A revolução deve ser transmitida
Se por um tempo acreditou-se que as tecnologias da informação poderiam tirar as pessoas das ruas e segmentar de acordo com preferências muito localizadas, hoje não se tem dúvidas de que é exatamente o contrário: elas não só repovoaram as ruas, como apresentaram uma enorme capacidade de lidar com a adversidade.
Werneck Vianna defendeu que estiveram nas ruas as classes médias mais novas que cresceram numa sociedade cada vez mais qualificada como uma sociedade de direitos, e que as bandeiras levantadas foram pela concretização dos direitos já adquiridos:
– Crescemos numa sociedade de direitos que tem cada vez mais essa qualificação. Mas esses direitos ficaram distantes, abstratos, não se concretizaram. A Carta de 1988 não é uma constituição a ser combatida.
Werneck Vianna lembrou ainda o papel da imprensa na democracia brasileira:
– O que temos feito é denunciar a presença do passado, do antigo, do anacrônico. E durante muito tempo foi pela mídia que isso se deu, nos escândalos que dia a dia se repetem, no acompanhamento de CPIs, de processos criminais que ameaçaram a República com a corrupção.
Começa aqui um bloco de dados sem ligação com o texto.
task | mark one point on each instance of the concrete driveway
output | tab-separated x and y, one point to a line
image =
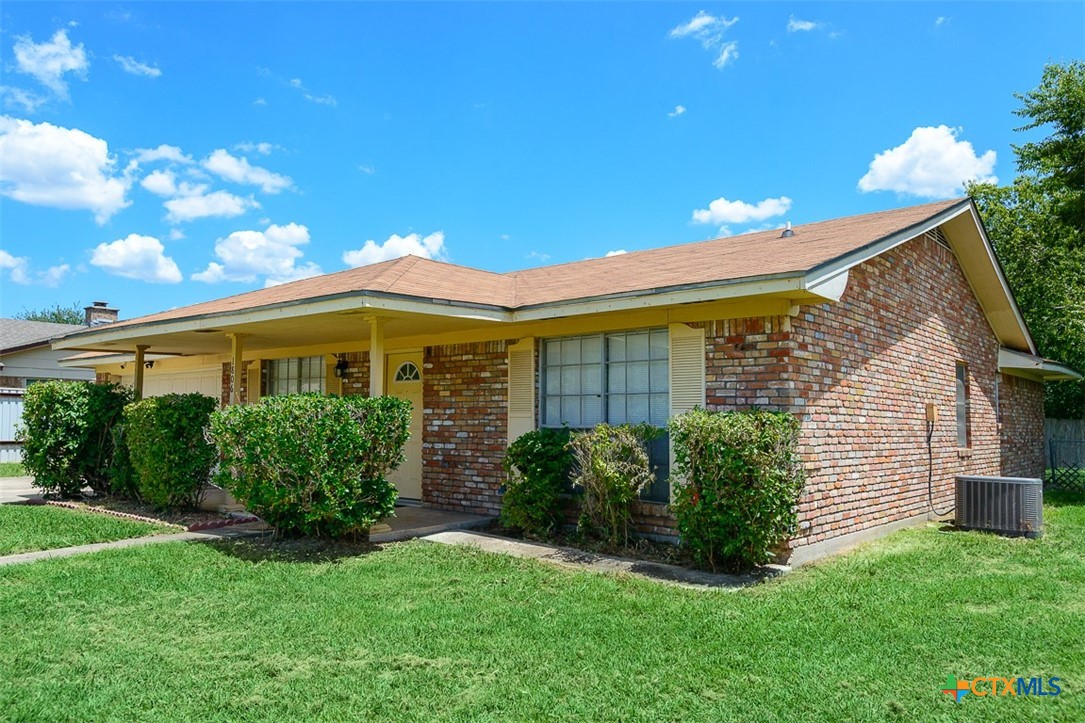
17	489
Maria Alice traçou um paralelo entre as jornadas de junho e movimentos nas praças e parques de Paris, Nova York, Istambul, e falou do ressurgimento da cidade como um centro para se pensar política, centro esse que muitos trabalhadores não têm condições iguais de acesso, devido à atual morfologia urbana, no caso do Rio. Para ela, a manifestação também denunciou a deficiência da opção pelo modelo rodoviário.
– A cidade é um plano de fundo de conflitos, que não são necessariamente para serem resolvidos de maneira violenta. Eles têm que se expressar e têm que ter canais institucionais para que se expressem e busquem a melhor solução – apontou Maria Alice.